In contrast, another school of self-help – Gestalt Therapy – argues for what it terms the ‘paradoxical theory of change’: that the way to contentment and to success is not through assertion, but through acceptance. Indeed, the more we try to be what we are not, the more we stay the same and it is only when we stop resisting and start fully accepting ‘what is’ that a new outlook – or gestalt – becomes possible.

It is a paradox detectable in many traditions. Tai Chi and many other martial arts are based on the founding principles of Lao Tsu, a 6th century BC philosopher, who taught that it was in yielding that we overcome, in being able to bend that we can be straight. In the fairy tales many of us were read as children, it is only when the princess fully reconciles herself to the frog – by kissing him – that transformation happens and she wins her prince.

In this view, there is something fanciful and essentially adolescent about the notion that we can become anything we want to be. Rather, it is through accepting a more limited – but real – sense of ourselves that we gain traction. We are required to recognise that we are necessarily influenced by forces beyond our control – our genetic make-up, our parenting, our culture – and it is only when we acknowledge ourselves as we are and accept our profound inter-dependence on others, that agency becomes possible.
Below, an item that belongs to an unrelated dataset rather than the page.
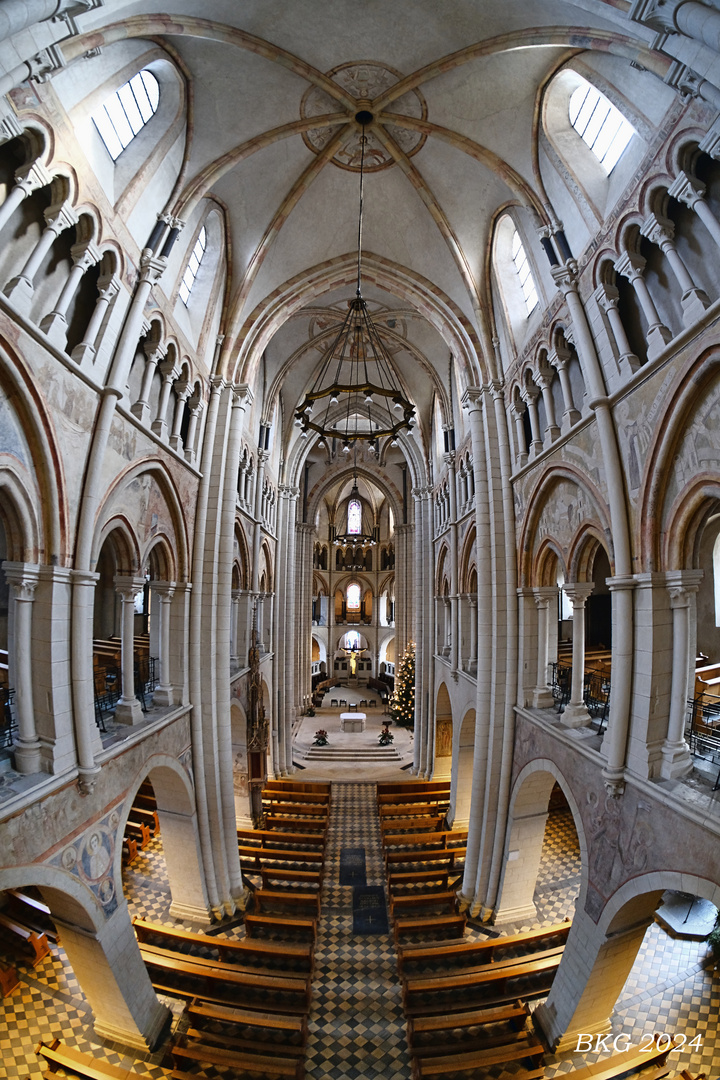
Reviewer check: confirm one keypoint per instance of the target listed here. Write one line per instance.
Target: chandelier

A corollary of this can be seen in leadership. Very often it is not the ‘heroic leader’ who leaves the most positive legacy. In fact, their very self-sufficiency infantilises their team, providing no room for others to step up and support. It is the ‘good enough leader’ who accepts they do not have all the answers and welcomes the contributions of others, who creates the teams and businesses that continue to prosper after their own departure.

Dreaming for tomorrow (but living for today)
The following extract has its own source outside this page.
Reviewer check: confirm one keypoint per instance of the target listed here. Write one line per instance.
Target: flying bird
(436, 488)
An increasingly popular approach to acceptance in self-help literature is that of ‘mindfulness’, which requires a total emersion in the sensations of the present moment and a stilling of the ‘monkey mind’. In the words of Ekhart Tolle, this is the 'power of now':

“Whatever the present moment contains, accept it as if you had chosen it. Always work with it, not against it. Make it your friend and ally, not your enemy. This will miraculously transform your whole life.” For Tolle, self-improvement is nothing more than self-acceptance, because we are each already ‘whole, complete and perfect.’ Yet there is surely a risk that such a philosophy can tip into a form of fatalism that tolerates needless limitations and substandard outcomes, and it is hard to see how it can be sufficient in a commercial world where innovation and improvement are the life-blood.

For me, neither ‘intent’ nor ‘acceptance’ can be the whole answer. I am left seeking a dynamic balance of the two, between dreaming for tomorrow and living for today, between going for what I want and wanting what I have got.
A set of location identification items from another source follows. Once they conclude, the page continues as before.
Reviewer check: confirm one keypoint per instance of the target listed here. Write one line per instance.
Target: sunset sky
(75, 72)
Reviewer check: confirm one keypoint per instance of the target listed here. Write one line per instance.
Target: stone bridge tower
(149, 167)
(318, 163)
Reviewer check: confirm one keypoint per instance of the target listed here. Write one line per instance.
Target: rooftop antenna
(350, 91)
Self-help literature has been significant to millions of us in developing a happier, better adjusted self. As competition and opportunities increase, and as religious and family structures reduce, the importance of investing in the development of ‘Me, Inc’ is only likely to grow.

But, to me, the term ‘self-help’ will always describe a process, not a destination, and it can all too easily miss the point of leadership and of life. To return to an aviation metaphor, we need to secure our own oxygen masks first, because it is only then – when we as individuals are strong, self-aware and self-giving – that we can best serve others.